READ: Genesis 16:1-16 


Hagar used another name to refer to the Lord, who had spoken to her. She said, “You are the God who sees me” (v.13). 

Personal Locator Beacons (PLB) are distress devices built for people involved in land-based outdoor activities. They transmit radio signals that are detected by 12 Earth-orbiting satellites. The satellites relay signals to ground stations that process and determine the beacon location and to whom it belongs. The information is then relayed to search and rescue (SAR). 


As useful as this device is, it wouldn’t have helped Hagar much. For no one seemed to care enough about her and her unborn child to monitor their location and progress in the desert. No one except El Roi, that is. 
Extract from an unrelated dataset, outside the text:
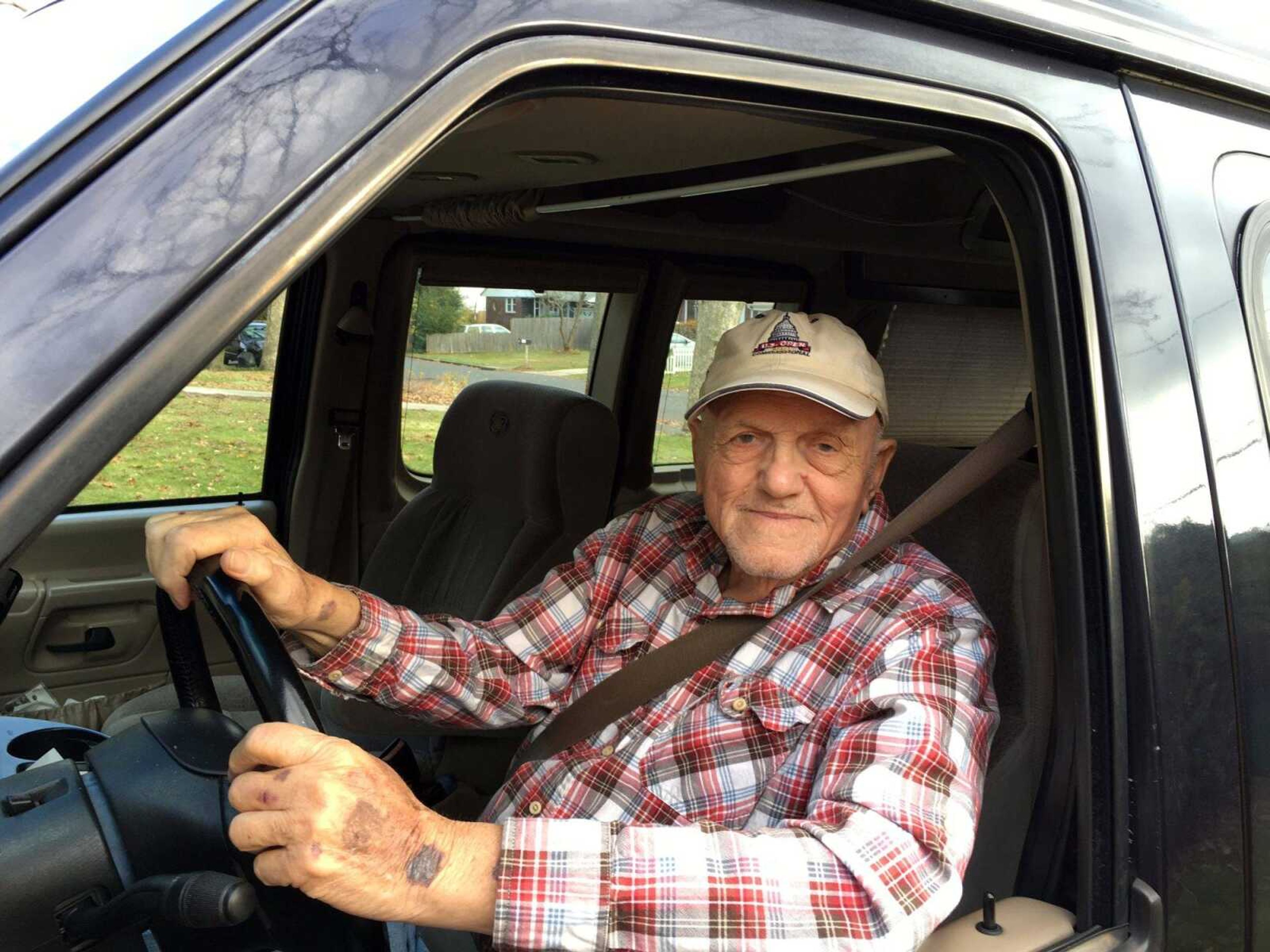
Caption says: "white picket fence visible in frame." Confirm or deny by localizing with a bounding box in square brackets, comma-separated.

Genesis 16 opens up with Sarai scheming and piecing together a plan to help God fulfill His promise to make Abram’s descendants as numerous as the stars. But there was one problem—Sarai couldn’t get pregnant (v.1). She probably saw herself as the weak link in the chain of God’s plan, so she offered her maidservant, Hagar, to her husband. When Hagar became pregnant with Abram’s child and began to flaunt her “procreational” superiority in front of Sarai, Sarai became upset and began mistreating Hagar (v.6). 


Hagar ran away to the desert, feeling hopeless and desperate. The angel of the Lord found her, asked her a couple of questions, and commanded her to give the child the name Ishmael (which means “God has heard your misery”). He then sent her back to Sarai. Before leaving that place, however, Hagar gave the name El Roi to the Lord which means, “You are the God who sees me.” It implied that God saw her situation with perfect clarity and that she was the object of His gracious attention. 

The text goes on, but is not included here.